Лес, откликаясь, шумит звонким хрустом переплетенных ветвей.
На заячье бобоканье вставал Итко и бежал от аила на горку, где скрещивались, свивались в клубки ветры из ущелий.
Ветры дули с Саян, с Корбу, с Чулышманских белков, с Кузнецкого Алатау.
Ветры тяжелые, густые, со звериными запахами; и оседал на Итко, как дождь, запах беличий – елово-кедровый, лисий – вонючий, маралий – свежий, дымящегося мяса, и соболиный, гоняющий кровь бешеным скоком.
Итко приходил обратно в аил, подбрасывая в огонь смолья, говорил матери:
– Зверь расплодился. Белки много в Кузнецкой черни, а в Саянах есть соболь. На Чулышманских горах гуляет жирный марал, а пороха нет, свинца нет.

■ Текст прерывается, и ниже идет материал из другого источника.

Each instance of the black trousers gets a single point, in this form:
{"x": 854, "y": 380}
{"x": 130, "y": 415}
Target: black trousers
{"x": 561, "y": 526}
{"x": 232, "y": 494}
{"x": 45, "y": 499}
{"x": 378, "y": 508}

– Ой, скорей надо, чтобы купец ехал.
Точно в лихорадке трясло Итко, когда начали колоться по утрам звонкими льдинками берега Чулышмана. Вглядывался Итко в тропинку, спускающуюся с гор, и глаз принимал камень за едущего купца. Кричал Итко во весь рот, и казалось ему, что едущий махал шапкой. Вскакивал на неоседланную лошадь и мчался навстречу. Подъезжая ближе, понимал ошибку, печально разглядывал камень к с опущенной головой возвращался.
Поехал Итко в другие урочища к старикам: везде ждали купцов с порохом, свинцом и товарами.
В урочище съехалось много гостей, решили отправить в Улалу к многоголовому Хану-Ойроту, чтобы он слал скорей порох, свинец: «Зверя много бить надо; припаса нет, пусть возьмут лошадей, коров».
Поехал Урыпсай. Через шесть дней вернулся он не один: вместе с ним приехал караван от Госторга.
Услышал Итко о приезде каравана и, захватив запасную лошадь, поскакал в урочище. Раньше, если не было пушнины, брали купцы лошадей и коров. Думал Итко отдать запасную лошадь. Но агент Госторга лошадей не брал. Он записывал в книгу ружья, порох, свинец, пистоны и товары.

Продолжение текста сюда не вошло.